When produce hits peak summer perfection, make this Tomato Feta Salad every chance you get. Each bite is like a burst of summer in your mouth! Pair it with a perfectly cooked steak and dinner is made.
The list of ingredients needed to make this delectable salad is short and sweet. The best of summer produce, using the best tomatoes you can find, and a few pantry staples. Grab some of this Greek Seasoning, it makes for the best flavor in my opinion.
You can use any tomato you like for this salad. Buy the best-looking, freshest ones you can get your hands on. That's what makes this tomato feta salad truly great!
Use the JUMP TO RECIPE button at the top of the post, or scroll to the bottom of the post to see the full recipe card with ingredient measurements and instructions.
Making this salad is simple, but following the method and allowing the tomatoes a few minutes to marinate take it from good to GREAT. First, wedge the tomatoes and place them in a bowl with the oil, vinegar, and seasonings.

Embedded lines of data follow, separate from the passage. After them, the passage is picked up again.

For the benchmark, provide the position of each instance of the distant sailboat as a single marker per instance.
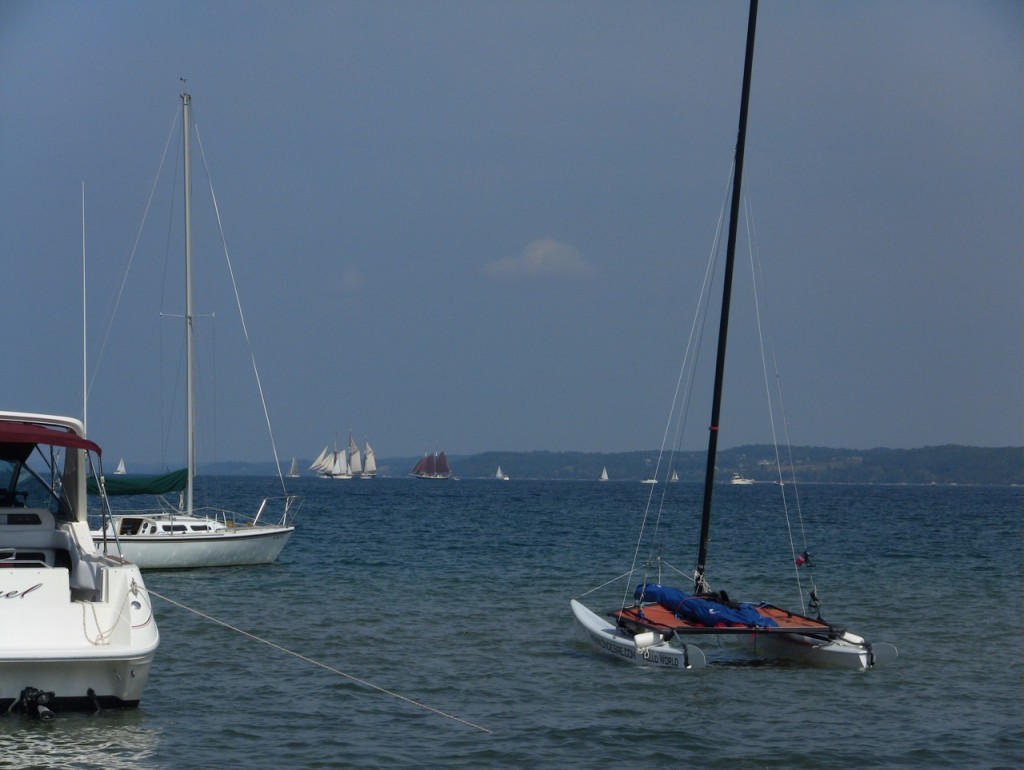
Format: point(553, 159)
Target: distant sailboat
point(369, 461)
point(332, 464)
point(354, 461)
point(432, 467)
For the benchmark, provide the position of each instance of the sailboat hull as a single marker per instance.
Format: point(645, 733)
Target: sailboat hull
point(231, 547)
point(620, 643)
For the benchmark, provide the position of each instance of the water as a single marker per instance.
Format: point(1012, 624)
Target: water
point(456, 595)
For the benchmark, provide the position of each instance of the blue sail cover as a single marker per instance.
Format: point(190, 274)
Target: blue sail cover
point(698, 609)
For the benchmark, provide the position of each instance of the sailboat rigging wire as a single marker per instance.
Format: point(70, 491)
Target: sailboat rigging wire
point(684, 386)
point(307, 659)
point(131, 256)
point(768, 350)
point(242, 317)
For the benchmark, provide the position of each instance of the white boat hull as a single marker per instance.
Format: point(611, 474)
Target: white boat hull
point(620, 643)
point(232, 547)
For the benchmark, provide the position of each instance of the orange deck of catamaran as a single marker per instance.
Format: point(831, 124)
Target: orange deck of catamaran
point(656, 617)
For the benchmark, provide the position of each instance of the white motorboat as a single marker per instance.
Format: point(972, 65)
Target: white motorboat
point(78, 626)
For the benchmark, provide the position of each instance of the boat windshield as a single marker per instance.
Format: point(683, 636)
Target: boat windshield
point(20, 486)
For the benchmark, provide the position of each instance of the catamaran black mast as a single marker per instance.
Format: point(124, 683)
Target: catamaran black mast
point(699, 585)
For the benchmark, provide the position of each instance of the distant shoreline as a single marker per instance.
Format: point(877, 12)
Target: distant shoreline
point(950, 464)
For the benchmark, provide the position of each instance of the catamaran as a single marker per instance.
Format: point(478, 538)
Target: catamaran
point(180, 535)
point(659, 625)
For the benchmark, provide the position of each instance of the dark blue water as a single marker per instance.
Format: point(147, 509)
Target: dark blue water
point(456, 595)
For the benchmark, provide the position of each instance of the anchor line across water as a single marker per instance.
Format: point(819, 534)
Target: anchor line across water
point(331, 669)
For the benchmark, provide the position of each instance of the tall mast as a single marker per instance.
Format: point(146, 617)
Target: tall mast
point(189, 342)
point(85, 350)
point(699, 585)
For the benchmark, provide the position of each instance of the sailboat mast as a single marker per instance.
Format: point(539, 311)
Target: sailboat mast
point(699, 584)
point(189, 341)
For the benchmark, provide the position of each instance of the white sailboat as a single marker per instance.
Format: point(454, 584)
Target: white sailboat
point(182, 536)
point(659, 625)
point(332, 464)
point(79, 632)
point(369, 461)
point(354, 460)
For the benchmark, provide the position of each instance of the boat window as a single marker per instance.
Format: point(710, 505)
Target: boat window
point(20, 486)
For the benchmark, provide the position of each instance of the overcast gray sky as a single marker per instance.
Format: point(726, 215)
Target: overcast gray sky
point(481, 225)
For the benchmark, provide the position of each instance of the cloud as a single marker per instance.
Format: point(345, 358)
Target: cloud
point(544, 257)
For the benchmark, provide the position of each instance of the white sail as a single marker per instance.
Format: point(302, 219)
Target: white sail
point(369, 461)
point(339, 467)
point(354, 462)
point(322, 464)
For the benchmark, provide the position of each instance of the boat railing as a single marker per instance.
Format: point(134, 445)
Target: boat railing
point(288, 505)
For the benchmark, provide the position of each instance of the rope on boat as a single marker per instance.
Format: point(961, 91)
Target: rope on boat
point(340, 673)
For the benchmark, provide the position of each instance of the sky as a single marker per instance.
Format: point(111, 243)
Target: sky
point(482, 225)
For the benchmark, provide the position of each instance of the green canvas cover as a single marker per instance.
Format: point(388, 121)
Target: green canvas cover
point(118, 485)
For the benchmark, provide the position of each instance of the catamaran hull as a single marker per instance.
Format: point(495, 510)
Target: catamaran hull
point(838, 652)
point(619, 643)
point(235, 547)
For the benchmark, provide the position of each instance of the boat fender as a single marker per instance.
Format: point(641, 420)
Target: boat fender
point(646, 639)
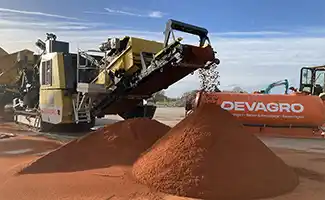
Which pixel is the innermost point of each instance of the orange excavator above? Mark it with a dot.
(298, 114)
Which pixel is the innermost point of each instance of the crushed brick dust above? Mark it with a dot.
(209, 155)
(117, 144)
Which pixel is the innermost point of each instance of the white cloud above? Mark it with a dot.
(151, 14)
(36, 13)
(250, 63)
(156, 14)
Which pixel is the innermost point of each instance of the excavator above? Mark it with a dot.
(64, 90)
(298, 114)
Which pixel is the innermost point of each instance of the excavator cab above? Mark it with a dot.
(312, 80)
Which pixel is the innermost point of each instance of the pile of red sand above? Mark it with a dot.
(209, 155)
(117, 144)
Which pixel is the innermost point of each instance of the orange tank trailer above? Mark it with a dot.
(278, 115)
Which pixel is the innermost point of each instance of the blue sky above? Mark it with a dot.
(258, 42)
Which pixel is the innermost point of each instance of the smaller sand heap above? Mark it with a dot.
(117, 144)
(209, 155)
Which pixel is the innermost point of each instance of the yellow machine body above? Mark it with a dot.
(129, 60)
(55, 105)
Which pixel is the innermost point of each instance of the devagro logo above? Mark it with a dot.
(260, 106)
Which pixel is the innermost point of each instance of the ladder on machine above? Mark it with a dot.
(82, 102)
(82, 108)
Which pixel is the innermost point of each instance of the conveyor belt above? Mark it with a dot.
(169, 68)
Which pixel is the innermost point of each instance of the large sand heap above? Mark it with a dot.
(209, 155)
(117, 144)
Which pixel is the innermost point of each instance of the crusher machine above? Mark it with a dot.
(75, 88)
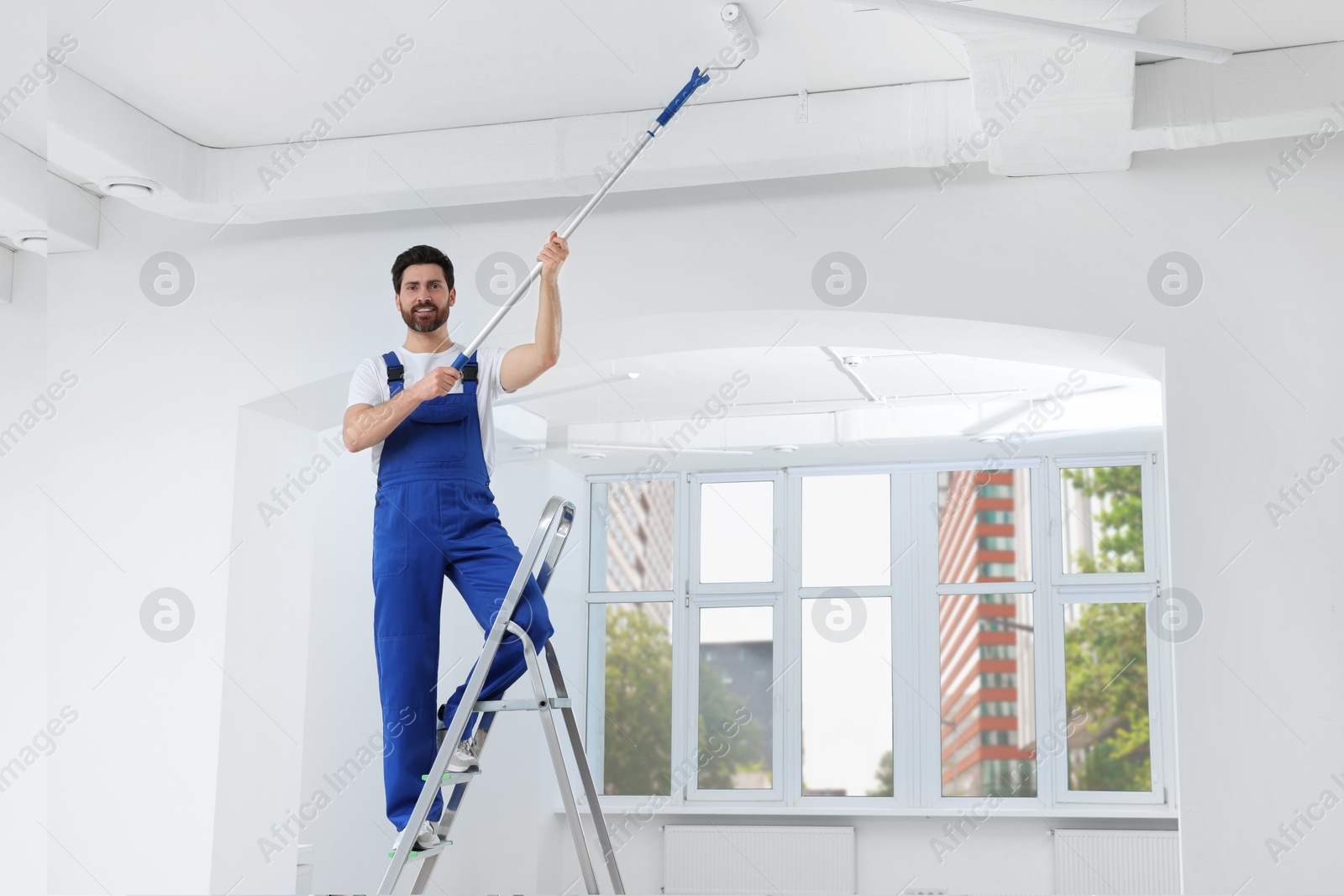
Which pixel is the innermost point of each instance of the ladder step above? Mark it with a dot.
(454, 774)
(425, 853)
(523, 705)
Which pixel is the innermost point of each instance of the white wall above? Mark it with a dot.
(24, 515)
(148, 453)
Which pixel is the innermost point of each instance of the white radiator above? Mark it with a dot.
(1117, 862)
(714, 859)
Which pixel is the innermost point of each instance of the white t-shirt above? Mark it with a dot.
(369, 385)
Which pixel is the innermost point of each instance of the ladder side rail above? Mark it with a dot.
(558, 515)
(553, 741)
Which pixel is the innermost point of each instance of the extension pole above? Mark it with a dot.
(645, 139)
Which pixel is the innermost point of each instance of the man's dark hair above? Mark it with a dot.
(421, 255)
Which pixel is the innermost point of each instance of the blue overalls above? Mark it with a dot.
(433, 516)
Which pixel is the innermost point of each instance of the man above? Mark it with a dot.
(430, 427)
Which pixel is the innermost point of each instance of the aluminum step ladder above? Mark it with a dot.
(551, 532)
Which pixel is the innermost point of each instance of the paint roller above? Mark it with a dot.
(736, 20)
(698, 78)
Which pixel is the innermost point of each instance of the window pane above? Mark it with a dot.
(846, 696)
(1104, 519)
(737, 531)
(984, 526)
(737, 725)
(1106, 683)
(638, 705)
(846, 530)
(632, 537)
(988, 694)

Roll up some basil leaves and slice them thin and add them to the bowl, then toss everything together, gently. Allow the tomatoes to marinate in the bowl for about 15 minutes.
Then lift the tomatoes out of the bowl with a slotted spoon, leaving all the liquid they release behind. Place them on a platter and top with feta cheese and a little more Greek seasoning.
Notes & Tips
Make this salad with tomatoes that are at the peak of perfection. You can really make this with any type of tomato. The ripest tomato you can get your hands on is all that counts. Heirlooms, or as seen here, Campari tomatoes, are my favorite to use. Cherry Tomatoes would be great too!
A good Greek Seasoning is the other important part of making this recipe great. I like to use a salt-free one so I can control the salt level. I also like to use kosher salt for better flavor, most seasonings that have salt in them are iodized salt.
Season the tomatoes and let them marinate, but only for a little bit. Stir them often for 10-15 minutes, but be gentle, you don't want to break them all apart. Let that salt and vinegar seep in and flavor the tomatoes as they release their excess juices.
The tomato juice and everything left in the bottom of the bowl make for a great vinaigrette to use on a green salad. Save it in a jar and put it in the fridge. Zero waste, and tons of flavor!
I like champagne vinegar for the sweet subtle tartness it has, but white wine or white balsamic vinegar could also be used.
A good sheep's milk feta is just about my favorite cheese ever. It's a perfectly salty addition here. But goat's cheese would also be great. Or small mozzarella balls would make it like a tossed tomato Caprese salad.